The technology consists of a rubber tile, 17.7-by-23.6-inches (45 x 60 centimeters) in size. When stepped on, the tile bends slightly, around 5 millimeters (only one fifth of an inch), harvesting the kinetic energy generated by the footstep and converting it into usable electricity at a rate of about 7 watts per footstep. At that rate, it takes only five tiles to power a small storefront, or light up the streetlamps on a relatively busy street, according to the Laurence Kemball-Cook, the company's CEO.
Kemball-Cook first conceived of the tile when he was working towards as degree in industrial design and technology at Loughborough University. As part of his studies, he worked at a London power company, where he was tasked with developing solar and wind power solutions for urban areas. When neither proved viable, he started exploring alternative options. "I thought, what about a power source that is commercial and reliable, where and when you need it?" Kemball told ABC News, "what about footsteps?"
Well, what about footsteps? According to Kemball-Cook the tiles are "200 times more efficient than any other form of other energy harvesting technology." In addition, they're non-invasive, if desired, they can be made to blend in completely with the surrounding street.
"It provides a way that people can save energy without realizing it," Kemball-Cook said, "all they have to do is walk down the road." Because it comes from people as opposed to fossil fuels, the energy is eco-friendly, leaving behind little to no negative effect on the planet. Even the tiles themselves are recycled, coming primarily from old truck tires which have been refitted for the purpose. "We're taking tires off the road and putting them back on the road," Kemball-Cook told ABC News.
Pavegen already has numerous temporary and permanent projects underway in Europe. The company is currently installing tiles in one of the largest malls in Europe, the Westfield Stratford City Mall. Already a hot spot for heavy foot traffic, the mall is expected to receive an influx of visitors this year given its close proximity to the Olympic Stadium. They're also set to power the lighting for major London transportation hub.

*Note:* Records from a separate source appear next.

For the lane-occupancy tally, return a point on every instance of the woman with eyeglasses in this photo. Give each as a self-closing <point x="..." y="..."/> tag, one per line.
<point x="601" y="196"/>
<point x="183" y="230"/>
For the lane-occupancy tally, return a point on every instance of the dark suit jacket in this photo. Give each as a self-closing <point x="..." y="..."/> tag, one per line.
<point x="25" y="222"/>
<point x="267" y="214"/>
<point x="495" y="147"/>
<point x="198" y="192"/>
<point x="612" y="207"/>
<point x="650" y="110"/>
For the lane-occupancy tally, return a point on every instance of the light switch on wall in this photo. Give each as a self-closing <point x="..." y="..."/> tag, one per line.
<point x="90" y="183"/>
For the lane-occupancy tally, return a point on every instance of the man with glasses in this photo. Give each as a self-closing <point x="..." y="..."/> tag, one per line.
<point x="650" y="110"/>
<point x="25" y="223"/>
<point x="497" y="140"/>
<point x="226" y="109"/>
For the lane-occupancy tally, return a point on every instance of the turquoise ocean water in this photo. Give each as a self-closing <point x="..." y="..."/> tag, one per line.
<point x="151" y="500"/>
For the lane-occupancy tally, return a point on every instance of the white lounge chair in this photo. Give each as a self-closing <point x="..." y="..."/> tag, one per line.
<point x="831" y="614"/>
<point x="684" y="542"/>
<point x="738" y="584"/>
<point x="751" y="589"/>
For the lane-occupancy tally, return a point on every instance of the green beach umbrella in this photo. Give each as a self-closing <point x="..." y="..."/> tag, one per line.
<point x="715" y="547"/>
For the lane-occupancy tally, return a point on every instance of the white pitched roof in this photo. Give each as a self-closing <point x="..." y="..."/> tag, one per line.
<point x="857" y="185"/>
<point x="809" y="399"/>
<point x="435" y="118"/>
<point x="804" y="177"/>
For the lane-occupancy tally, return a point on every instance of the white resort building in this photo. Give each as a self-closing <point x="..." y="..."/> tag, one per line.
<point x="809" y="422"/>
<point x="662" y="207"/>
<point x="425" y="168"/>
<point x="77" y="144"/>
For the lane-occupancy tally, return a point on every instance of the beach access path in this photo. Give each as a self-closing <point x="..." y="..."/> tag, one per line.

But Pavegen's plans go far beyond city streets, they have also set up temporary tiles at music festivals, such as England's Bestival in 2011, which dancers can use to charge cell phones. On May 19, 2012 the Black Eye Pea's Apl.de.ap and Will-i-am performed on a Pavegen energy generating stage, during a fund raising event for Apl's 'We Can Be Anything' campaign, reducing the need for fossil fuel-powered generators, which are traditionally used to power large outdoor events.
Although Pavegen does most of its business in Europe, the company is in talks with buyers in Silicon Valley who are looking to provide clean energy for their offices using Pavegen tiles. As the business continues expands, the company is aiming to get its prices, which are currently in flux, down to $100 per tile, a goal which they expect to reach in the next 18 months. In the meantime, the company will keep its eyes on the prize, powering the world, one step at a time.